Mayor Hatcher summed up the revolution’s delay by explaining that his power was limited. The problem, he said, was that “all the major economic decisions in the city were being made in rooms where there were no Blacks at all. In the end, the economic decisions were far more powerful than the political decisions." I often share this quote with those who question how gentrification takes place in an era of Black mayors.

Economically, Gary struggled and continues to struggle. While the city has become the western gateway to the Indiana Dunes National Park, we’ve lost population. West Side High is the last of seven high schools operating in the city and in need of repair. A neighboring town that the state helped to incorporate for White families fleeing Hatcher’s “Black power” will soon be 50% Black.

Black Power: Its Wins and Losses

The vision of more Black political power, articulated by Hatcher and Baraka and so many other eloquent speakers in “Nationtime,” has become a reality. But looking back at this time capsule of a film, I’m also struck by how openly misogynistic and inaudibly homophobic our Black “liberators” were.
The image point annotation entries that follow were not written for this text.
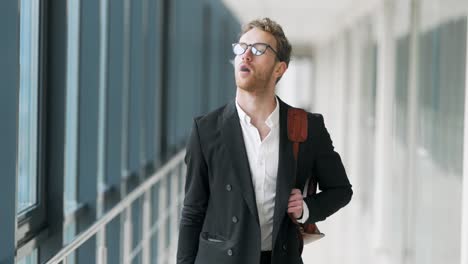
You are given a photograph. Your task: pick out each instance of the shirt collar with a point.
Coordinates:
(271, 121)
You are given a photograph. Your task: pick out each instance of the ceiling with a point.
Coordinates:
(305, 22)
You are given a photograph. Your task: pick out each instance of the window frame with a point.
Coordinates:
(32, 222)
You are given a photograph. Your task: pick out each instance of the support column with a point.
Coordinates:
(464, 233)
(383, 196)
(412, 177)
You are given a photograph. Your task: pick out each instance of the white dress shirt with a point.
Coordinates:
(263, 160)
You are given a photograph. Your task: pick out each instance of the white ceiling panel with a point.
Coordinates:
(304, 21)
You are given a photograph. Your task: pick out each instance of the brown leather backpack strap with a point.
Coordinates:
(297, 133)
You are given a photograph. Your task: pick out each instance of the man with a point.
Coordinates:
(240, 167)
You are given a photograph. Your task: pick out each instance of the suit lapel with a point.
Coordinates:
(286, 170)
(231, 133)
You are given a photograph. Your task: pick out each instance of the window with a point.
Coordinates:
(28, 119)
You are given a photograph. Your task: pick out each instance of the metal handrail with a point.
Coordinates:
(117, 209)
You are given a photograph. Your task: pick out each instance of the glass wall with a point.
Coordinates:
(28, 123)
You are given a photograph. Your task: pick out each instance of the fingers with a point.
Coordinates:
(295, 203)
(295, 195)
(296, 211)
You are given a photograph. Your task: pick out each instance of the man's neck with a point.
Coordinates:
(257, 106)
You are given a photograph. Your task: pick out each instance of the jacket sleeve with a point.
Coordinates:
(195, 201)
(331, 176)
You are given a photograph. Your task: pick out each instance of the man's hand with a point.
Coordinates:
(295, 203)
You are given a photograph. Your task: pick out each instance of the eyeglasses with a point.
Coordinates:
(257, 48)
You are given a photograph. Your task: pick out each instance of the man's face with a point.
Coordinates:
(256, 73)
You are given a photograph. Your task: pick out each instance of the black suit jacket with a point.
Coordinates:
(219, 222)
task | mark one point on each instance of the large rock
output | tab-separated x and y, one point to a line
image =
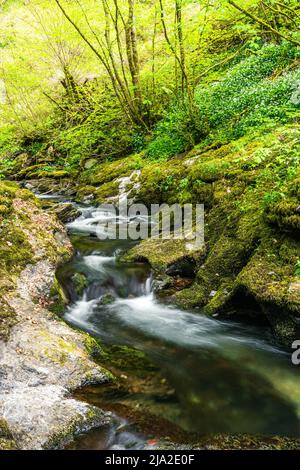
41	359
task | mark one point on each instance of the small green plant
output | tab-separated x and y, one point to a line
297	272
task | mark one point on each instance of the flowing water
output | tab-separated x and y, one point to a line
222	376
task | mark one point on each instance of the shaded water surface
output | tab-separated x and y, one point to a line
224	376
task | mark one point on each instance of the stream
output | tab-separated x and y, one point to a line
213	376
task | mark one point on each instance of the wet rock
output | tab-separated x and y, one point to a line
42	359
107	299
80	283
66	212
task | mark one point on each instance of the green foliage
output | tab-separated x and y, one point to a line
254	92
297	272
175	133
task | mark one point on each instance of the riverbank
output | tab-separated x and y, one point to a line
42	359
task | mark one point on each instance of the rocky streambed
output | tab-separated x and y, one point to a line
211	383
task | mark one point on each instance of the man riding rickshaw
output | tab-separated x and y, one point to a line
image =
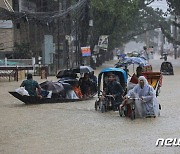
111	86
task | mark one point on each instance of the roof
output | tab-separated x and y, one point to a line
112	69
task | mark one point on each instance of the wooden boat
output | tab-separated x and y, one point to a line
37	100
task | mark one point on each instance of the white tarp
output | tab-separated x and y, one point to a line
6	24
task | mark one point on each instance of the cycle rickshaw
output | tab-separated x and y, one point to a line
104	104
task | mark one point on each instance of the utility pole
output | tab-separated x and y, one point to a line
175	37
58	44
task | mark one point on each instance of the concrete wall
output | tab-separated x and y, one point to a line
6	35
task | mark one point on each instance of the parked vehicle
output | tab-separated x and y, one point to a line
104	105
167	68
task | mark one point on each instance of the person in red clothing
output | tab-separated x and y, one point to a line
77	90
134	78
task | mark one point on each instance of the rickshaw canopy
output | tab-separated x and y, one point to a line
106	70
117	71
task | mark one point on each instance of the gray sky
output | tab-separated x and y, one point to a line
160	4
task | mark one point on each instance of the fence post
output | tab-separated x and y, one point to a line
5	61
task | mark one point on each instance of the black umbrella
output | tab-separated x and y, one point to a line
55	87
83	69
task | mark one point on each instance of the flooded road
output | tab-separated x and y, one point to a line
67	128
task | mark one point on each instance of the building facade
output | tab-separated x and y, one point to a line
6	34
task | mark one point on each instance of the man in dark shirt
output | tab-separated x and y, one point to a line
115	89
31	86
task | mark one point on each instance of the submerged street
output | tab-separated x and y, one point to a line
77	128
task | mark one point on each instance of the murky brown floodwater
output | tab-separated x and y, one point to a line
77	128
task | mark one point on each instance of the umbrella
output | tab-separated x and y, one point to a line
134	60
67	86
55	87
86	69
67	79
66	73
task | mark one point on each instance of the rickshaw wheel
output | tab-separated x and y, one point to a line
103	108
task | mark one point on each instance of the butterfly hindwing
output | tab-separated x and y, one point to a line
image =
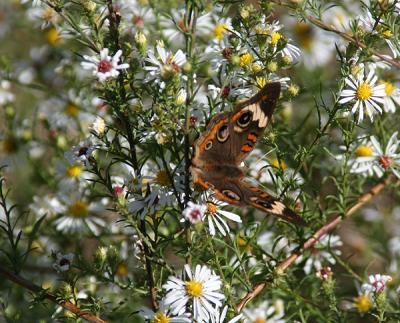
237	192
219	151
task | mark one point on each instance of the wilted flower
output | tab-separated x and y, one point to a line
105	66
377	284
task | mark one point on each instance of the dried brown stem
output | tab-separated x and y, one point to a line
326	228
43	293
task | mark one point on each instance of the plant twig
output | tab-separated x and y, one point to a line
43	293
315	21
326	228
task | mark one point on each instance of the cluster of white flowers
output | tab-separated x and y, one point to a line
197	298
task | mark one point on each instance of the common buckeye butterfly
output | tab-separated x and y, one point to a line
227	140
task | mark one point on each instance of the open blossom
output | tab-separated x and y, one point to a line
105	66
165	64
363	303
377	283
367	96
200	291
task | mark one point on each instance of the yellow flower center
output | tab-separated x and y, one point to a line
305	34
261	31
220	30
162	178
79	209
122	269
362	303
194	288
243	244
261	81
72	110
53	36
256	67
10	145
74	171
245	59
259	320
364	151
278	164
48	14
387	33
211	208
160	318
389	88
275	37
364	91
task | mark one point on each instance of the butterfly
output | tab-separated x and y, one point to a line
227	140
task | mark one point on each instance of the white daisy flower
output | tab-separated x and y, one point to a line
200	292
163	315
76	214
365	93
265	312
392	97
165	65
377	283
216	217
105	66
320	255
221	315
273	29
194	212
81	152
63	262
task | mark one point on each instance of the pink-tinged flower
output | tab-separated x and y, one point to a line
200	292
194	212
105	66
63	262
366	96
164	64
377	283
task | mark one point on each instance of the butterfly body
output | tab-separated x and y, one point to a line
227	140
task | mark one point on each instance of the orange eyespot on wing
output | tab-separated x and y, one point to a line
252	137
247	148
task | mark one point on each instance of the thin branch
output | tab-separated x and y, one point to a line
281	267
315	21
353	40
43	293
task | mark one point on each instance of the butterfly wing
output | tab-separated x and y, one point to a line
249	120
233	190
230	136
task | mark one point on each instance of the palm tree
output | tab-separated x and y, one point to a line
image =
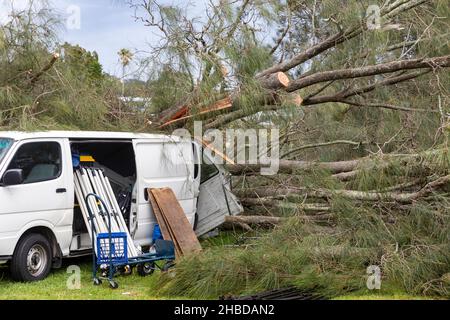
125	57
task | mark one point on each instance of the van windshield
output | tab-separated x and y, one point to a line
5	144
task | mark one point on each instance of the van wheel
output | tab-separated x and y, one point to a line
32	259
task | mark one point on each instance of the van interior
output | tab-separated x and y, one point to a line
116	159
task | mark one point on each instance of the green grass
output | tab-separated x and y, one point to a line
133	287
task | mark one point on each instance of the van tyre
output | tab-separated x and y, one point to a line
32	259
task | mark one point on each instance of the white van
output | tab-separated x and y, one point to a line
40	222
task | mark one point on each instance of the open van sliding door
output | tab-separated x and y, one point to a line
161	163
215	200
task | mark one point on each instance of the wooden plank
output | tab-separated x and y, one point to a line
160	218
177	222
218	106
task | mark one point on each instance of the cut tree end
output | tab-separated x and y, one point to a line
283	79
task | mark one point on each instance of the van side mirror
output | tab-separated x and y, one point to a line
13	177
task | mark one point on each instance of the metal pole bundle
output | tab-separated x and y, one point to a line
92	180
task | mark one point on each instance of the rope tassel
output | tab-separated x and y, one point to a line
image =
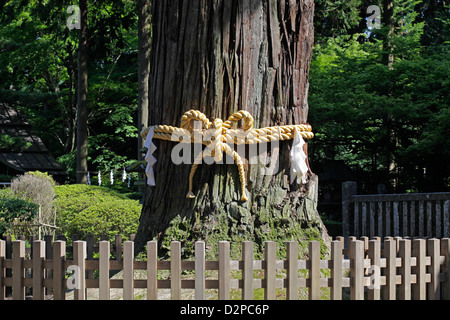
223	135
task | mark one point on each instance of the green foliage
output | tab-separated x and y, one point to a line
38	69
38	188
13	209
369	114
84	209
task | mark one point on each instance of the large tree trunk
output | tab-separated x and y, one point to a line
82	112
144	67
219	57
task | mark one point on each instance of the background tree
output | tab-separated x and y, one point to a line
82	107
220	57
144	34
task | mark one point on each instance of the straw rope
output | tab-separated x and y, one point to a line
218	135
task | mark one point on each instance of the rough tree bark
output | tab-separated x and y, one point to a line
82	112
219	57
144	35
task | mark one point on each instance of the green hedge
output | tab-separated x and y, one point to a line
84	209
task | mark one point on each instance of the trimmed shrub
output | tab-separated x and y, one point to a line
36	187
84	209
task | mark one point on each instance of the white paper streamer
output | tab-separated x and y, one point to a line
151	160
297	156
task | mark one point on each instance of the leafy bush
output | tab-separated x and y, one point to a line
13	209
36	187
84	209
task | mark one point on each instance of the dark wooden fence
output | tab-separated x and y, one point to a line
423	215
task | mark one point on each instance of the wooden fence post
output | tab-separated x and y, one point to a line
375	256
314	270
270	271
128	270
446	218
433	290
405	269
247	270
103	270
200	270
292	270
152	270
356	256
349	188
79	257
18	270
336	270
224	270
419	288
445	251
59	256
90	253
2	270
38	269
175	270
390	253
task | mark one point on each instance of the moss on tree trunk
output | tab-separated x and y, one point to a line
219	57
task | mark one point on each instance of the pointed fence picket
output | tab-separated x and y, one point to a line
392	268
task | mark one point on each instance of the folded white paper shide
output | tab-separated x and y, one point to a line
151	160
297	156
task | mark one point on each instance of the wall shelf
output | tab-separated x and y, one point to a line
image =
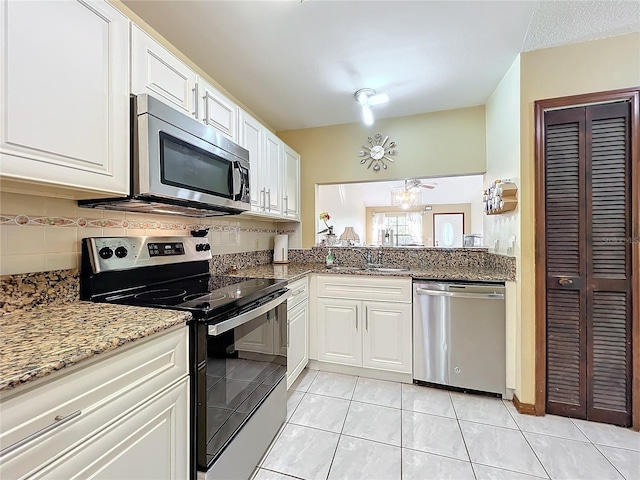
500	197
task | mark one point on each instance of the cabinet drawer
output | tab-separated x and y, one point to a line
150	442
102	391
300	292
360	287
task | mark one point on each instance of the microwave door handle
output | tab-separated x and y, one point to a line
237	183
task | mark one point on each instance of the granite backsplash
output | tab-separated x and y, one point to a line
412	258
29	290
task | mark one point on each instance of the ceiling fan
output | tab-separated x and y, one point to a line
409	195
416	184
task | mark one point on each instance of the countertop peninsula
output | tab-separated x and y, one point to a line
293	271
35	343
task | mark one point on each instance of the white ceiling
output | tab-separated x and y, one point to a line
463	189
297	65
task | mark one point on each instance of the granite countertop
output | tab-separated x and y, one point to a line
293	271
35	343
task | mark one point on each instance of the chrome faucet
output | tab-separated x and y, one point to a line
367	259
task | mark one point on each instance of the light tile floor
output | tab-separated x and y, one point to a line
344	427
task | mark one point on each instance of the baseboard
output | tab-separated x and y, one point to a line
361	372
524	408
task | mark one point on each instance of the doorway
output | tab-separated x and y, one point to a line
586	259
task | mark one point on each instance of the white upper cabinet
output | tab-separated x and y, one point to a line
291	184
251	133
275	169
156	71
64	97
216	110
272	173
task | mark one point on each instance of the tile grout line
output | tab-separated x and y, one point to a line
464	441
607	459
342	429
401	429
535	453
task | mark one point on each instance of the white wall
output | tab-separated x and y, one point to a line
503	158
344	204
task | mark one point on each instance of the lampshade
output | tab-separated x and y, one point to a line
350	235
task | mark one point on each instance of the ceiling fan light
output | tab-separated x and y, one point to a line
378	99
367	115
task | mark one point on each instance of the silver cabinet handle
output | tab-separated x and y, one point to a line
58	422
366	318
440	293
356	317
195	100
206	108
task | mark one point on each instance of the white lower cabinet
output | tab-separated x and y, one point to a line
140	446
386	339
125	414
339	331
356	331
298	329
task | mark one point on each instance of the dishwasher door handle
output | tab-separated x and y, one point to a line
440	293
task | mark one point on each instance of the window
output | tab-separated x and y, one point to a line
403	228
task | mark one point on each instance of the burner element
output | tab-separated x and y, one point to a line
210	296
160	294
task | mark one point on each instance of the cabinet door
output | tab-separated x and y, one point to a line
291	178
272	173
339	326
151	442
64	95
386	338
255	336
216	110
298	351
252	138
156	71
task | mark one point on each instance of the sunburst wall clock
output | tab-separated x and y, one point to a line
377	152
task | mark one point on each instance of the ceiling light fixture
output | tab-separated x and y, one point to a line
409	195
367	98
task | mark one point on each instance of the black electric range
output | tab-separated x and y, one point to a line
238	338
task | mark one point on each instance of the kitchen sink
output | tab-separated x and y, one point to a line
346	269
387	270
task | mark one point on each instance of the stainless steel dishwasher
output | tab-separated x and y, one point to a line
459	335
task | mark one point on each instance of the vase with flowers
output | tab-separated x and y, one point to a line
331	238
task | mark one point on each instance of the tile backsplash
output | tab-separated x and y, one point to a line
40	234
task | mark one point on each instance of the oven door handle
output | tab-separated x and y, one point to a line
234	322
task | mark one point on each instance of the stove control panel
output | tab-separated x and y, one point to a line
123	253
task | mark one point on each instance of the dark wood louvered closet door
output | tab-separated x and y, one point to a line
588	222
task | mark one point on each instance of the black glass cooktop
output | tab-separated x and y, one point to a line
204	295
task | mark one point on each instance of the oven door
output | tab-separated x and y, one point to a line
241	385
177	163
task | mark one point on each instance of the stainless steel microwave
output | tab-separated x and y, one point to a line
180	166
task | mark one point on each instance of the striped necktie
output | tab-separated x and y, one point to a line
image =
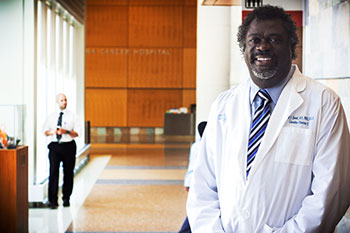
257	129
59	124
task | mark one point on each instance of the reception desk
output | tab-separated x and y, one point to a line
14	190
179	124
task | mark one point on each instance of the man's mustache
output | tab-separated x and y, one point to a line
260	53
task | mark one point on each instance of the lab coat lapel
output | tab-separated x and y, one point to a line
240	116
288	102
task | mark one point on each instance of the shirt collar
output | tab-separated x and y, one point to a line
275	91
59	110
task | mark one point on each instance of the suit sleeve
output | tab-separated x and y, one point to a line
330	191
203	207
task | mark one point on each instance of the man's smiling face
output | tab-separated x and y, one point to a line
267	52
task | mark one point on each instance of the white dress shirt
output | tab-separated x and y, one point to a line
69	122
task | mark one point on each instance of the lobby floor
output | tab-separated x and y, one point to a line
128	188
125	187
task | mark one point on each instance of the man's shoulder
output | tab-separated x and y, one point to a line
317	87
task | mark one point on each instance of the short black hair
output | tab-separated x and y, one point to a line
267	12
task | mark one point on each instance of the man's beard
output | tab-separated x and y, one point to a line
265	74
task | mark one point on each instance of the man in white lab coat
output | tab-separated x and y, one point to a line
294	176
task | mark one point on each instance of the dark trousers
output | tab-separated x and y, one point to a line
64	152
185	227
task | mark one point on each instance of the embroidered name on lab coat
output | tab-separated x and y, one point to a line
300	120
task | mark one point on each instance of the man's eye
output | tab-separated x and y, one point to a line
254	41
274	40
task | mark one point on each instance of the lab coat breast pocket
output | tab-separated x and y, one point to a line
295	146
Although the dais included Coretta Scott King, Betty Shabazz, and Kellee Patterson, all three could have been stereotypical beauty queens. In the film, Ms. King rises from her seat only to wave at her loyal subjects and Ms. Shabazz is cast as the hallowed widow whose job is but to introduce the young civil rights prince Jesse Louis Jackson.
Perhaps the most sexist aspect of the Convention and its prime political failure was its refusal to endorse Congressperson Shirley Chisholm for president.
Greaves’ lens does capture Queen Mother Moore arguing for reparations, but she is relegated to doing so in a lobby, far from main stage. And another trailblazing woman, the soon-to-be elected Representative from Texas Barbara Jordan, stands (literally and ironically) in the wings -- on stairs leading to the dais. It was not until after Jordan’s death that people acknowledged her same-gender-loving identity, so we can assume that the organizers caged any notion of sexual orientation at their historic rally on behalf of self-determination.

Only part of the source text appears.